The grant, awarded from the country’s ADF-15 Performance-Based Allocation, will help bolster Ethiopia’s COVID-19 National Emergency Response Plan (NERP). The NERP outlines a reliable, multi-sector approach to tackling the pandemic. It aims to expand social protection coverage for the most vulnerable, enhance capacity to contain the virus outbreak, and address macro-fiscal imbalances as well as cushioning the effects of the crisis on the private sector.

“This Bank’s support will especially help local businesses and vulnerable households, particularly the urban poor,” said Abdul Kamara, the Bank’s Country manager for Ethiopia. “The program will increase the number of COVID-19 testing laboratories, train 45,000 healthcare workers in COVID-19 response, and aid in rolling out a risk-communication and community engagement strategy to raise awareness on transmission and prevention.”

The country’s health system remains weak, with only three hospital beds per 10,000 persons. The package will assist in refurbishing 300 isolation centers, 34 treatment centers and 100 quarantine centers.

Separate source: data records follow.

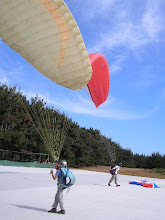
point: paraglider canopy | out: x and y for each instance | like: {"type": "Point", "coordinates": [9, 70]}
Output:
{"type": "Point", "coordinates": [45, 33]}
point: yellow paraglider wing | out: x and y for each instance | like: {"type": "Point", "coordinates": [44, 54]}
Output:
{"type": "Point", "coordinates": [45, 33]}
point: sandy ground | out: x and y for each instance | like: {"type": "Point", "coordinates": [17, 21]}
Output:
{"type": "Point", "coordinates": [28, 194]}
{"type": "Point", "coordinates": [127, 171]}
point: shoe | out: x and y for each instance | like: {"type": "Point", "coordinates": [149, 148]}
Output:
{"type": "Point", "coordinates": [53, 210]}
{"type": "Point", "coordinates": [61, 212]}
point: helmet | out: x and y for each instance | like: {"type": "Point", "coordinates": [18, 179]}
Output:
{"type": "Point", "coordinates": [63, 164]}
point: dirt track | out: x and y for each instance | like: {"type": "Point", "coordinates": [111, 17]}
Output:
{"type": "Point", "coordinates": [127, 171]}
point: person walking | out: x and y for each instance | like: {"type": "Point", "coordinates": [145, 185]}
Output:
{"type": "Point", "coordinates": [114, 170]}
{"type": "Point", "coordinates": [60, 182]}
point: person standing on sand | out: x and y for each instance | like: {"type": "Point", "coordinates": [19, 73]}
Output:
{"type": "Point", "coordinates": [114, 170]}
{"type": "Point", "coordinates": [59, 195]}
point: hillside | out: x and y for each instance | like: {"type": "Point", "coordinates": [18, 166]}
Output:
{"type": "Point", "coordinates": [127, 171]}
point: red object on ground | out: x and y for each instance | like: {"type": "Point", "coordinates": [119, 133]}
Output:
{"type": "Point", "coordinates": [148, 185]}
{"type": "Point", "coordinates": [100, 81]}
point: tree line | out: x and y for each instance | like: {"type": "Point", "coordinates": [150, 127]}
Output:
{"type": "Point", "coordinates": [80, 146]}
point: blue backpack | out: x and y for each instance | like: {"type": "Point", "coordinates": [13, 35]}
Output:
{"type": "Point", "coordinates": [112, 171]}
{"type": "Point", "coordinates": [68, 175]}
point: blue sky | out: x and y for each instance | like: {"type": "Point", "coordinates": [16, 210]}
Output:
{"type": "Point", "coordinates": [131, 35]}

The program will also support the government to offset unplanned expenditures deployed to stabilize the economy under the NERP, and funds will be apportioned to protect small businesses in the formal and informal economy in order to preserve approximately 26,000 jobs.

Ethiopia, along with the rest of Africa, is feeling the impact of the COVID-19 pandemic, which is threatening to reverse recent economic gains. Apart from existing food security issues heightened by COVID-19, the agricultural sector is facing complex and multiple shocks, including the desert locust invasion and climate risks, which pose a threat to productive farmers.

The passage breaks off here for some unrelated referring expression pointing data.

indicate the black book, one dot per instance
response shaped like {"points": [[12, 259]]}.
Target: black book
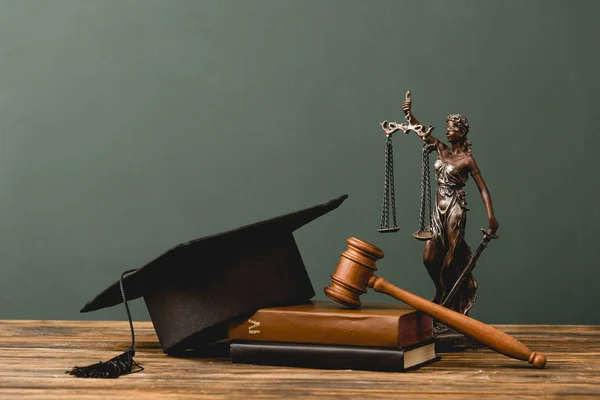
{"points": [[333, 357]]}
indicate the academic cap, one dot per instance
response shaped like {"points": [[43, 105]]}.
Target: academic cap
{"points": [[195, 288]]}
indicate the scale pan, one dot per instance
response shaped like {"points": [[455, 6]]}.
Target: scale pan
{"points": [[423, 235], [388, 230]]}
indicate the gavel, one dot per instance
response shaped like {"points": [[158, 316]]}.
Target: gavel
{"points": [[355, 273]]}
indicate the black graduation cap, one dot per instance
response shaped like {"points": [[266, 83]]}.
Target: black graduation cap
{"points": [[193, 290]]}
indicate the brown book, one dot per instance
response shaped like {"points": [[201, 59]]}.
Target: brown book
{"points": [[325, 322]]}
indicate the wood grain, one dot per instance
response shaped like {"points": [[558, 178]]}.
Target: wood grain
{"points": [[35, 354]]}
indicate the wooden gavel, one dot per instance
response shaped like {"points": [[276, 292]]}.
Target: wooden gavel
{"points": [[355, 273]]}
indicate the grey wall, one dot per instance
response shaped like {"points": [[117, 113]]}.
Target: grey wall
{"points": [[128, 126]]}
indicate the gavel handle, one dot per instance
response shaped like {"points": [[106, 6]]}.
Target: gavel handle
{"points": [[485, 334]]}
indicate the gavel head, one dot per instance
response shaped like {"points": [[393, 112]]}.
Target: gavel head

On 8 April, Ethiopia’s parliament declared a state of emergency and national elections, which were scheduled for 29 August, were postponed.

Ethiopia’s robust economic growth, averaging around 10% annually from 2004/05, is expected to slump as a result of the adverse impact of COVID-1. The country’s 2020 GDP growth has been revised downwards from initial projections of 7.2% to between 2.6% and 3.1%.

The pandemic is also expected to negatively impact the private sector, especially in the construction, exports, and tourism and travel sub-sectors. Ethiopia’s tourism sector accounts for about 9.4% of GDP and employs some 2.2 million people. COVID-19 is expected to further reduce inflows, constraining the importation of raw materials.

The proposed program is aligned with the Bank Group’s Ten-Year Strategy 2013-2022, in particular the High 5 priority “Improve the quality of life of the people of Africa”, and Pillar II of the Ethiopia Country Strategy Paper 2016-2020, “Promoting Economic Governance”. The NERP is being supported in partnership with several development institutions such as the World Bank, the IMF and the Korean Exim Bank.

As of 1 July 2020, Ethiopia had recorded close to 6,000 confirmed cases of COVID-19, with 2,430 recoveries and 103 deaths.